Jak podaje najnowszy raport Międzyrządowego Panelu ds. Zmian Klimatu Organizacji Narodów Zjednoczonych, sposób w jaki świat gospodaruje ziemią, produkuje i spożywa żywność musi się jak najszybciej zmienić, aby ograniczyć globalne ocieplenie.
Ograniczyć spożycie mięsa
W raporcie stwierdzono, że globalny wzrost populacji i zmiany we wzorcach konsumpcji spowodowały niespotykany jak dotąd poziom zużycia ziem i wody. Dokument wzywa do przeprowadzenia wielkich zmian w hodowli i nawykach żywieniowych - między innymi poprzez ograniczenie spożywania mięsa.
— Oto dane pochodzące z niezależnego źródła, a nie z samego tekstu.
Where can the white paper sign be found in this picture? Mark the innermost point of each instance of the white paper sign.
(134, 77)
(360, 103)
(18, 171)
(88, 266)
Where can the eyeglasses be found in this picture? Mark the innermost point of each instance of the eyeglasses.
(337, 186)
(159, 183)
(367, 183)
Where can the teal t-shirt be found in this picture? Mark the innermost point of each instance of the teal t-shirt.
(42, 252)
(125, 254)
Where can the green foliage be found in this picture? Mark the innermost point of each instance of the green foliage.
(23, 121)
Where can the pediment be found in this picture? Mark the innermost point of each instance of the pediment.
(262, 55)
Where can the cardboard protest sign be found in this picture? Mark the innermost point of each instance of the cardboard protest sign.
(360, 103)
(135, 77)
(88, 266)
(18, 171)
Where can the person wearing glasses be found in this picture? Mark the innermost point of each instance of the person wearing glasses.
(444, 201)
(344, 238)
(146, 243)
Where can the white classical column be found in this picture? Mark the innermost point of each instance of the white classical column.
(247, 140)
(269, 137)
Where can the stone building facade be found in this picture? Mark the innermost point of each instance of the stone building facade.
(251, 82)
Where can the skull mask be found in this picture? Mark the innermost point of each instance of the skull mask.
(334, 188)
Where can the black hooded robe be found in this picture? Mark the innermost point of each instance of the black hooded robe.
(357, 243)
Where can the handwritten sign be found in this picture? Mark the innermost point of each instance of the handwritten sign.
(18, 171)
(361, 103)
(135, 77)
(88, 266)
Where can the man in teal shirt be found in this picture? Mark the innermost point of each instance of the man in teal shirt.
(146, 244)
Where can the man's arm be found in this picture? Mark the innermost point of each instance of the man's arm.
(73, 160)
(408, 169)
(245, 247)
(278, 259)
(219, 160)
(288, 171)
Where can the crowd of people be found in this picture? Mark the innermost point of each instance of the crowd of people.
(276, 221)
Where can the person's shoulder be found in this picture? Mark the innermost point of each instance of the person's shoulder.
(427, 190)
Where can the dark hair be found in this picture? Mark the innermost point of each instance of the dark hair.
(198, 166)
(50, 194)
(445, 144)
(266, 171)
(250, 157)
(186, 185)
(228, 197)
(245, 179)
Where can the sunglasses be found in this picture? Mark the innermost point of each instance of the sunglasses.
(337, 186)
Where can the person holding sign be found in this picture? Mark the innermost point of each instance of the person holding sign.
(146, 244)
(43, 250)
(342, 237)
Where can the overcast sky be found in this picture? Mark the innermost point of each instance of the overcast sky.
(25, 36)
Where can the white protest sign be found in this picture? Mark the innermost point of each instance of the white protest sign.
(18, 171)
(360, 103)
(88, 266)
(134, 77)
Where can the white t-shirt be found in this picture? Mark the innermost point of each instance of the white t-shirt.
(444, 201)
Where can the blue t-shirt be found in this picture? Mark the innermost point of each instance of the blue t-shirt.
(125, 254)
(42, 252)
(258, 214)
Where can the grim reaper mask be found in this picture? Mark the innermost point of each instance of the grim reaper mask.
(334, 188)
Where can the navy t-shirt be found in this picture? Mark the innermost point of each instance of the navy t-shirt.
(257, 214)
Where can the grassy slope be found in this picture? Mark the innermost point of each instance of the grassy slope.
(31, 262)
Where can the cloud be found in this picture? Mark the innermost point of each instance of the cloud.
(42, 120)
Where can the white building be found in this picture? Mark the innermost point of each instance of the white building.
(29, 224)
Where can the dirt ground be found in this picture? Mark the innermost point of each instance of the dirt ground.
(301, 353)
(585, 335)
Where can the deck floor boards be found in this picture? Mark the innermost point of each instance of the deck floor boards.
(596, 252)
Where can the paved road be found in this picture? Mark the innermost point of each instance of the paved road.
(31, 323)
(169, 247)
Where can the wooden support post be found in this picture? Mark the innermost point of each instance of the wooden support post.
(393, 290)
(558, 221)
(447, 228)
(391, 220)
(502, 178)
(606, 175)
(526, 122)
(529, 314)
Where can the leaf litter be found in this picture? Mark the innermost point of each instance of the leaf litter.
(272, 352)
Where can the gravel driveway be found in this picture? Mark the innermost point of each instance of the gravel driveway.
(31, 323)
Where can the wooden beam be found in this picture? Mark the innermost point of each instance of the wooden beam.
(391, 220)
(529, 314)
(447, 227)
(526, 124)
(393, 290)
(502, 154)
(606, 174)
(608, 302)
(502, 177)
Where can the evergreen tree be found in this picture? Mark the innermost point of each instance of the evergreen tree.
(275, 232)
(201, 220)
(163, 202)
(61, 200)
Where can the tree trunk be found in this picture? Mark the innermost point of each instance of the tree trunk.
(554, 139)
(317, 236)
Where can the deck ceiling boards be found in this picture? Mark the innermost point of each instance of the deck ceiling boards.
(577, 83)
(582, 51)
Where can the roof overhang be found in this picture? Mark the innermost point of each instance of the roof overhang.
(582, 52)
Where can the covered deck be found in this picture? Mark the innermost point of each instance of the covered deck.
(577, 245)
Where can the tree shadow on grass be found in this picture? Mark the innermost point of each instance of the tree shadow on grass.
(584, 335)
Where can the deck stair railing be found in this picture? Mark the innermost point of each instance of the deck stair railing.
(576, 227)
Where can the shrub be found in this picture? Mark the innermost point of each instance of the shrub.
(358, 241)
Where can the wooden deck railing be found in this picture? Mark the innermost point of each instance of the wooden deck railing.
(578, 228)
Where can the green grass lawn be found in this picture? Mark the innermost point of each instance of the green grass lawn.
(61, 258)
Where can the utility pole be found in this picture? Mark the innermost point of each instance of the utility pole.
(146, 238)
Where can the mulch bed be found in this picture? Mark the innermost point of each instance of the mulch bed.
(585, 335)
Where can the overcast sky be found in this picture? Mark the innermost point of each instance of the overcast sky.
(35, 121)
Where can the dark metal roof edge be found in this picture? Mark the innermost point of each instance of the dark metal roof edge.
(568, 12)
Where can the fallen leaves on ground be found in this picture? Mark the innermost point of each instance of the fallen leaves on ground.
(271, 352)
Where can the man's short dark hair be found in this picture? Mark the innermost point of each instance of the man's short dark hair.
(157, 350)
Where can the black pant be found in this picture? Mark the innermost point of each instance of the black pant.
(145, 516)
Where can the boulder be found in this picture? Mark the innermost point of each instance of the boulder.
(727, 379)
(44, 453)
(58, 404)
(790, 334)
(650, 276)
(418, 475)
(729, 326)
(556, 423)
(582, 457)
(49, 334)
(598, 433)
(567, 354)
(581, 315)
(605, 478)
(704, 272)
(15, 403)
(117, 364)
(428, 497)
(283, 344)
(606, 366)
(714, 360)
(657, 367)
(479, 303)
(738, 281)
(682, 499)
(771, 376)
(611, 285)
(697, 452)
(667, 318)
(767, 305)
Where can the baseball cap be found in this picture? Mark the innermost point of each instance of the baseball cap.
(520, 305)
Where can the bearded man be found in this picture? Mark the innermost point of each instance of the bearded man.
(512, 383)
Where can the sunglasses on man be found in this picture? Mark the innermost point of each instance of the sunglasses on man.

- Jeżeli chodzi o dietę roślinną, warto wspomnieć o tym, że jest ona zgodna z tym, jak żywiliśmy się przed wieloma laty. W naszej diecie było więcej warzyw i owoców, a mięso pojawiało się jedynie sporadycznie - stwierdziła Anna Puścion-Jakubik, ekspert ds. żywienia z Uniwersytetu Medycznego w Białymstoku.
Zmiany w diecie, obejmujące zwiększenie ilości żywności pochodzenia roślinnego oraz zrównoważone spożywanie żywności pochodzenia zwierzęcego, mogą zwolnić kilka milionów kilometrów kwadratowych ziemi do 2050 roku oraz potencjalnie zmniejszyć ekwiwalent dwutlenku węgla rocznie o 0,7-8 gigaton.
- Gdybyśmy doliczyli do tego wszystkie etapy przetwarzania, transportu, wytwarzania, sprzedaży to można by nawet mówić o 50 procentach emisji gazów cieplarnianych - mówił profesor Piotr Skubała, klimatolog z Uniwersytetu Śląskiego w Katowicach.
- Same zwierzęta hodowlane emitują więcej niż połowę tego, co emitują nasze samochody - zgodził się klimatolog Bogdan Chojnicki.
Jak podano, opóźnianie działania może spowodować nieodwracalne skutki dla niektórych ekosystemów, co w dłuższej perspektywie może potencjalnie prowadzić do znacznych dodatkowych emisji, które przyspieszyłyby globalne ocieplenie.
Ocieplenie klimatu
W podsumowaniu liczącym prawie 60 stron IPCC podał, że od wybuchu rewolucji przemysłowej temperatura lądów wzrosła o 1,53 stopnia Celsjusza. Takie ocieplenie spowodowało wiele niekorzystnych zjawisk - częstsze fale upałów, susze, obfite opady, degradację ziemi i pustynnienie.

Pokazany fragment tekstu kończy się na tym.